Vaiolo delle scimmie. Un caso a Oristano

Il paziente si trova in isolamento domiciliare. Le sue condizioni di salute sono buone

Vaiolo delle scimmie. Un caso a Oristano
Ansa
Vaiolo delle scimmie, raccomandati i vaccini

E' stato diagnosticato dal Laboratorio Analisi dell'Azienda ospedaliero-universitaria di Cagliari un caso di vaiolo delle scimmie su una persona residente in provincia di Oristano, che si trova attualmente in isolamento domiciliare. Le sue condizioni di salute sono buone. Il vaiolo delle scimmie (Monkeypox, MPX) e' una zoonosi virale che puo' diffondersi dagli animali all'uomo ma anche tra persone. "La malattia decorre nella maggior parte dei casi in modo benigno, senza particolari complicanze - afferma la dottoressa Maria Valentina Marras, direttrice del Servizio di Igiene e Sanita' Pubblica della Asl di Oristano - con una guarigione che sopraggiunge dopo 2-3 settimane dall'inizio dei sintomi, supportata da terapia adeguata". I sintomi piu' comuni di questa patologia, ricordano all'Asl, sono generalmente simil-influenzali e includono febbre, sonnolenza, dolori muscolari e mal di testa. Un'eruzione cutanea si sviluppa di solito da uno a tre giorni dopo l'inizio della febbre, ma puo' anche presentarsi prima dei sintomi generali e interessare il viso e le altre parti del corpo.
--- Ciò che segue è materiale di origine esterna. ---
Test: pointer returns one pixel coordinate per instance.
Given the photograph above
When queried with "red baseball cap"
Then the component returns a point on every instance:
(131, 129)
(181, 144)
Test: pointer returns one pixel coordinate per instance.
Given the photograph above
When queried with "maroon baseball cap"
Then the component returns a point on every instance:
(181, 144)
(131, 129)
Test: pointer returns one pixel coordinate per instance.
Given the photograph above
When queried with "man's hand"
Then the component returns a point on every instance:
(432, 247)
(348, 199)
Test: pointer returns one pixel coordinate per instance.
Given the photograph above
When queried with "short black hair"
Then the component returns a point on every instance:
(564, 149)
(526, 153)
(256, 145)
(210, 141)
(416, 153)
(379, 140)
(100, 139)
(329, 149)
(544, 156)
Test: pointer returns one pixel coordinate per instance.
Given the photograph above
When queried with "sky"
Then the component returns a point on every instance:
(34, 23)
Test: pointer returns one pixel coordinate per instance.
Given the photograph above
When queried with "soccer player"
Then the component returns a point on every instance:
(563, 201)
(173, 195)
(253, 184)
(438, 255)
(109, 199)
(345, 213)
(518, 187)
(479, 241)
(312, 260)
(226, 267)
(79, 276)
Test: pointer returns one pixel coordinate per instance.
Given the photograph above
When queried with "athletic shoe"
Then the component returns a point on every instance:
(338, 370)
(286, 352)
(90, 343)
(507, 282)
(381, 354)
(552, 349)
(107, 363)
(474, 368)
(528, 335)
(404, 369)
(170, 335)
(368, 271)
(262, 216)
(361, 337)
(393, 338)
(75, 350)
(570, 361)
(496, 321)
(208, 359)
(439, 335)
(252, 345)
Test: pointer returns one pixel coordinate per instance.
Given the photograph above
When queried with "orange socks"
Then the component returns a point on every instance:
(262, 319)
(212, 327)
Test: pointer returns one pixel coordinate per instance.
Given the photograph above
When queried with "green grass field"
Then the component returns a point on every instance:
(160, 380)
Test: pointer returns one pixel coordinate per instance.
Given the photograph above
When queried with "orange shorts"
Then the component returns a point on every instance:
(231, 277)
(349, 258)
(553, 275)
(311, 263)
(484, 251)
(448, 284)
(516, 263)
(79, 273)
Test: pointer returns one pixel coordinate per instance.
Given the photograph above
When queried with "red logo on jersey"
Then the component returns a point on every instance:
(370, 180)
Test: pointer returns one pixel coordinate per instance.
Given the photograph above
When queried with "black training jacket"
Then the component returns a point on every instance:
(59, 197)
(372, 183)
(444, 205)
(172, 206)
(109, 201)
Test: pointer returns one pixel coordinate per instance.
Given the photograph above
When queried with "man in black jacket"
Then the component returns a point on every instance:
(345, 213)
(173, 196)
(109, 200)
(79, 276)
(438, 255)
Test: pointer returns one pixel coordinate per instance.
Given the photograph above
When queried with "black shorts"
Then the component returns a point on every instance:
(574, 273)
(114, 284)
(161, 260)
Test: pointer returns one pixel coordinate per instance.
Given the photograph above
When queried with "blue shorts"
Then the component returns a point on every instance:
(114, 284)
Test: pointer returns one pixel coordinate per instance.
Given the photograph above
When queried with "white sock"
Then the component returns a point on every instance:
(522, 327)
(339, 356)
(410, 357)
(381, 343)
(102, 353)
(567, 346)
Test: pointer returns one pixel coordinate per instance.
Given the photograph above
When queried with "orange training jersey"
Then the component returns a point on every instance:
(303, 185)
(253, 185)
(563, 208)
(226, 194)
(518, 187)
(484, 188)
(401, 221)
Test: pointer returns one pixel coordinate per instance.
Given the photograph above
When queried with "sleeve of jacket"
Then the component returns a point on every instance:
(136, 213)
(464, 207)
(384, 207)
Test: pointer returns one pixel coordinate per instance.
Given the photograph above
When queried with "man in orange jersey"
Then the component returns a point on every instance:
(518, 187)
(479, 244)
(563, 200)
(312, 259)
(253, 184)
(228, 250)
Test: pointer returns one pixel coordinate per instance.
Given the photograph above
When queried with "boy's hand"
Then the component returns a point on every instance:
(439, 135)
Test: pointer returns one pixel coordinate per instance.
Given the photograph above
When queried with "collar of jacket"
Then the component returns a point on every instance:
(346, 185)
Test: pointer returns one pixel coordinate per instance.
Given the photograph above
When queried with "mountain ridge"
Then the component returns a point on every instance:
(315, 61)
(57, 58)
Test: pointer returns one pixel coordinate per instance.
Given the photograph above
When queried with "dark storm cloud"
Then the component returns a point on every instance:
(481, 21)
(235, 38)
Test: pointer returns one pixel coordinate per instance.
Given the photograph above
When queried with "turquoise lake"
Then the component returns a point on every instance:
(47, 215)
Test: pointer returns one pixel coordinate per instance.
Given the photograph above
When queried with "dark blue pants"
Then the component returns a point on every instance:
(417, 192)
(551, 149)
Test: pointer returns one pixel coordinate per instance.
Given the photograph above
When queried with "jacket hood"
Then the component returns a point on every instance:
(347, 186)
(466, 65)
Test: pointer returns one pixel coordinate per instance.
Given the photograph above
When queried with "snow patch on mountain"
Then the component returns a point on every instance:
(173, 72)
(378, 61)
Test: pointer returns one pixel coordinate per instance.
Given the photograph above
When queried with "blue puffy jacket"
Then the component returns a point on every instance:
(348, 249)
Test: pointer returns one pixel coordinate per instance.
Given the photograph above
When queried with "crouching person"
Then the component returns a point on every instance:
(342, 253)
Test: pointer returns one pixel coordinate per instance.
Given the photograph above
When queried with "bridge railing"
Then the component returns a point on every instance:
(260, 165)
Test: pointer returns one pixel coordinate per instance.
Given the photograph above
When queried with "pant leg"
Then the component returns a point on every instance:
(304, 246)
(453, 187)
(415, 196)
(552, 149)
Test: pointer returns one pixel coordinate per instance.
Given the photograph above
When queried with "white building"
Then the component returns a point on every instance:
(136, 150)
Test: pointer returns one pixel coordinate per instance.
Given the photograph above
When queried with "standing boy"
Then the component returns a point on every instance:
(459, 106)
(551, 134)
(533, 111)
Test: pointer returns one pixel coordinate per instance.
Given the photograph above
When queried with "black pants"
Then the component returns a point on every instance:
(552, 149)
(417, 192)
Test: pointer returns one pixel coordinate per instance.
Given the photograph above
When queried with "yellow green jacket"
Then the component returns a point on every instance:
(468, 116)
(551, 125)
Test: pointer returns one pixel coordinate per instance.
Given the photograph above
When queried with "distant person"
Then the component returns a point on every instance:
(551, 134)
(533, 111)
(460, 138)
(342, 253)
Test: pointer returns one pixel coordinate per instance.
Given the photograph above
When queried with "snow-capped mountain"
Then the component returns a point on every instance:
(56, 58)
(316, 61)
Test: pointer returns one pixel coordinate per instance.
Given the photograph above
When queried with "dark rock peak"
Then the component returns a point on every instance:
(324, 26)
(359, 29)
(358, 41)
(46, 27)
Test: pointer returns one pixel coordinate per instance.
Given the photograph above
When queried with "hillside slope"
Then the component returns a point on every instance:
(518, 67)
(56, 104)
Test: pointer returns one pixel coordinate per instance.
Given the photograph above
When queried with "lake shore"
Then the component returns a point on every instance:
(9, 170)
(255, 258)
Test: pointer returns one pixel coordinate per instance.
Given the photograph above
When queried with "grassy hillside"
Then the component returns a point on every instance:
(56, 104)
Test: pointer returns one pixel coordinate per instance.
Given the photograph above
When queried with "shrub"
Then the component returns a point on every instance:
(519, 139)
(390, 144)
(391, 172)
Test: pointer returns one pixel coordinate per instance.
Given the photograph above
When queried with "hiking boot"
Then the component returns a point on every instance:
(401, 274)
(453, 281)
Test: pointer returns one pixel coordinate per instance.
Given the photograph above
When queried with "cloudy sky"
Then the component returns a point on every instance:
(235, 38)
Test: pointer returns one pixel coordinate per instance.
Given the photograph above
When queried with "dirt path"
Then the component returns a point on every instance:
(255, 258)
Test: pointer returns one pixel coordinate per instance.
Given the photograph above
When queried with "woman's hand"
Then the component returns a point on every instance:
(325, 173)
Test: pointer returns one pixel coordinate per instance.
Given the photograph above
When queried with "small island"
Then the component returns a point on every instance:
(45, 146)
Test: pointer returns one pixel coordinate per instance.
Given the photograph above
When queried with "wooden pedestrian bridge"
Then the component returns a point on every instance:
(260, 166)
Le lesioni cutanee spesso si presentano come papule, che tendono a evolversi in pustole e croste. La trasmissione puo' avvenire attraverso il contatto fisico stretto, compresa l'attivita' sessuale, con una persona infetta, con i suoi fluidi corporei o le sue lesioni cutanee. Il virus puo' essere trasmesso anche da oggetti contaminati quali vestiti, lenzuola, asciugamani, posate, dispositivi elettronici e superfici. "Vale la pena rassicurare la popolazione su questa malattia, che evolve nella stragrande maggioranza dei casi con una guarigione completa. Da ricordare anche che chi e' stato vaccinato in passato per il vaiolo e' protetto anche dal virus del vaiolo delle scimmie", conclude la dottoressa Marras.